HO-1 considered as a “friend” which supports normal tissues against carcinogen-induced invasion 42,43 Nevertheless, during the neoplastic development, HO-1 turns into a “false friend” and facilitate tumor development. HO-1 over expression in CML tumor cells increases its viability through apoptosis inhibition.

Meyerhof et al. have treated CML cells by zinc-(II)-deuteroporphyrin-IX, inhibitor of HO-1 and hemin, inducer of an HO-1. Parallel usage of HO-1 inhibitors and inducers, decreases and increases CML cells viability in stress oxidative environment, respectively. Also, it has been apparent that HO-1 reduces sensitivity of cancer cells to chemotherapy and radiotherapy22,44.

The length polymorphism of GT repeats in HO-1 gene promoter had various impacts in different disease states. Chang et al. reported an increased risk of oral squamous cell carcinoma in patients with more than 31 GT-repeats        45 . Moreover, some surveys revealed a higher frequency of "S" allele in renal cell carcinoma, pancreatic cancer, gastric cancer, gastric adenocarcinoma, lymphoma and Kaposi sarcoma. In this study, the frequency of “S” alleles and “L” alleles were equal in both leukemia patients and control groups.

This study is the first to investigate HO-1 gene promoter polymorphism and surveillance (3 years) in leukemia patients. Although we found no significant differences between leukemia patients and control groups regarding short (GT) n repeat alleles in HO-1 promoter, higher frequency of “LL” genotype in leukemia patients with positive 3-year surveillance was found. Indeed, LL genotype in leukemia patients was associated with slightly better 5-year surveillance.

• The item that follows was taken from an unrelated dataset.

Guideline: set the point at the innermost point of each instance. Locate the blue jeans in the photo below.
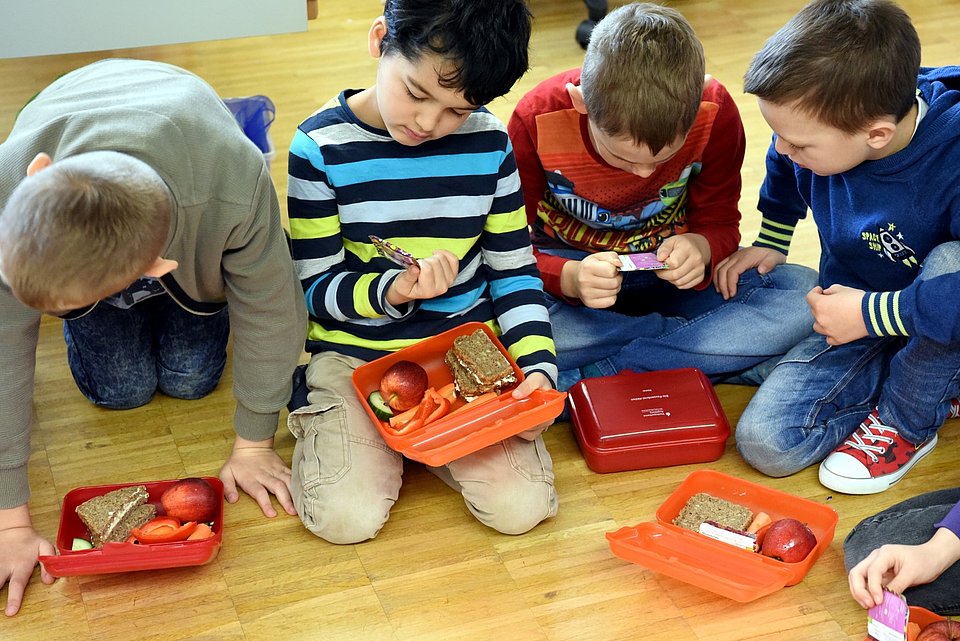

Oxidative stress conditions such as radiotherapy and chemotherapy lead to additional expression of HO-1 gene        41 . These data supports the idea that higher levels of HO-1 gene expression, associated with “SS” and “SL” genotype, might play an important role in elevated resistance of leukemia patients to chemotherapy or radiotherapy.

CONCLUSION

Modification of HO-1 expression level might have positive effect on the prognosis of leukemia patients under treatment. Further studies are required to determine the impact of HO-1 genotype in patients with acute leukemia.

Acknowledgment

The authors appreciate the patients and their families for participation in this study. This work was supported by a grant from the Isfahan University of Medical Sciences.

CONFLICT OF INTEREST

Authors declare any conflict of interest.